Dear all,
I am using Oases to assembly 15 paired-end RNA-SEQ data (5 tissues with 3 repeats of unknown refer genome) to generate
a) transcriptome of each sample, which mean 15 xx.fa files,
b) reference transcriptome based all 15 xx.fa form step a).
Taking the tissue type as A,B,C,D, E, and 1,2,3 as their repeat id. I using two following strategies to got the reference transcriptome:
1) using mutliple k-mer (31,41, 51,61) to generate 15 transcriptome of each sample(15 transcripts.fa). And then assembly these 15 transcripts.fa to reference transcriptome by single k-mer (51). (In later step, I choose single k-mer because mutilple k-mer not working).
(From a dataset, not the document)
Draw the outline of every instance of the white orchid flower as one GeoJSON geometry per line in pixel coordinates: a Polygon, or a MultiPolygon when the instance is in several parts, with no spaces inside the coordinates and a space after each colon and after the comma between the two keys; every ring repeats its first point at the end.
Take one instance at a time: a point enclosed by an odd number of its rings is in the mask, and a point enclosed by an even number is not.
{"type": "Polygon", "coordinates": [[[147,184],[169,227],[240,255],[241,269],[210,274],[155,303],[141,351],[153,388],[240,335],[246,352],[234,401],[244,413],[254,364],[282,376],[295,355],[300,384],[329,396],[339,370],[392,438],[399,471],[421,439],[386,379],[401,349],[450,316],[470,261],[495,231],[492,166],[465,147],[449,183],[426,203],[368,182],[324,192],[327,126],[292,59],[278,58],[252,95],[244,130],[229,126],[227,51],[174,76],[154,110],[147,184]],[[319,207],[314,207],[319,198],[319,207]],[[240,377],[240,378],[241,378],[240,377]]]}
2) using single k-mer 51 to generate 15 transcriptome of each sample(15 transcripts.fa). And then assembly these 15 transcripts.fa to reference transcriptome by single k-mer (51).
In our preliminary analysis, the reference transcriptome generated by strategy 1) seem much better compared to strategy 2). I am not sure the strategy 1) is wright way, could anyone give me some suggestions? Many thanks.
Thanks, Mark.
We choose Oases, cause it more computational efficient and fast. But we also tried Trinity. As Oases have multiple k-mers which theoretical and practical good compared to single k-mer, we keeping to using Oases.
As assembly 15 PE at same time required heavy memory, so that's why we use the current strategies.